After copying the model.h5
to my laptop (Macbook pro 16GB 1600MHz DDR3, 2.2 GHz Intel Core i7), running the simulation using command: python drive.py model.h5
. Then, open the simulator and select the autonomous mode for running the trained model.
I modified the model based on Nvidia architecture by adding more dropout layers to prevent overfitting. To deal with a large amount of data, I used data generator to train the model much more memory-efficient. The images have also been processed using the brightness technique, shadow augmentation technique, and flip images technique with the openCV libraries.
The result is expected as below with two full laps without waggling off the road.

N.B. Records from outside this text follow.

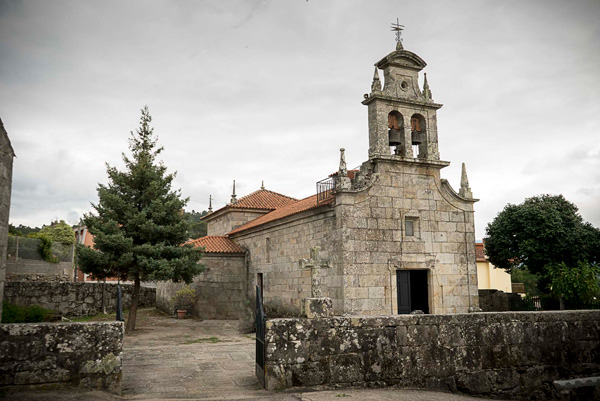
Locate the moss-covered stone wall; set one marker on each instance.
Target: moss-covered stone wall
(54, 355)
(512, 355)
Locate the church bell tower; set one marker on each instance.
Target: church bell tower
(402, 117)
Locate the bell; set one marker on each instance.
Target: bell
(416, 137)
(395, 137)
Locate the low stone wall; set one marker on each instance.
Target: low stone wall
(221, 289)
(74, 299)
(51, 355)
(507, 355)
(497, 301)
(38, 270)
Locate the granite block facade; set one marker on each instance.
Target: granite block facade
(52, 355)
(514, 355)
(275, 251)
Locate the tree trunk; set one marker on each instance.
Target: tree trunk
(133, 308)
(104, 296)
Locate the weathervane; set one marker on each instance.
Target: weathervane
(396, 27)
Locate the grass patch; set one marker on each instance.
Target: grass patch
(98, 317)
(25, 314)
(206, 340)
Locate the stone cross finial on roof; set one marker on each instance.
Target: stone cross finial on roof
(465, 191)
(396, 27)
(233, 196)
(315, 263)
(426, 91)
(376, 85)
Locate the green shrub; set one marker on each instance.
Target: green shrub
(25, 314)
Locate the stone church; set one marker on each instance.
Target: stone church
(391, 237)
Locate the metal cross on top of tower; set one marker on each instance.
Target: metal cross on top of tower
(396, 27)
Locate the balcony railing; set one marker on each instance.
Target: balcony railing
(325, 189)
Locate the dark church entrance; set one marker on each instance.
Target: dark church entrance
(412, 291)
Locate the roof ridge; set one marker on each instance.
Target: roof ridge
(282, 212)
(259, 190)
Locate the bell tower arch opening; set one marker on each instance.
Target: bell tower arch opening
(395, 132)
(418, 135)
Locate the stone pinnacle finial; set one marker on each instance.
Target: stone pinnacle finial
(465, 191)
(376, 85)
(233, 196)
(343, 170)
(342, 182)
(426, 91)
(397, 28)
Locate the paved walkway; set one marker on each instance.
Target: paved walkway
(170, 359)
(180, 358)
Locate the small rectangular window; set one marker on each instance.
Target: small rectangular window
(268, 250)
(409, 227)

The model has successfully been trained and tested on track one of the simulator with the autonomous mode without falling out of the track. There still have something that need to be improved such as the driving becomes waggling at the start when I speed up to over 20 mph. I probably need to implement an accelerator which allows the car increasing the speed slowly, then speed up when the car stays on the center. Another thing is that the model cannot be able to handle the challenge track (jungle track). To improve this, I think it'd be better to integrate the finding line detection to keep the car on the road.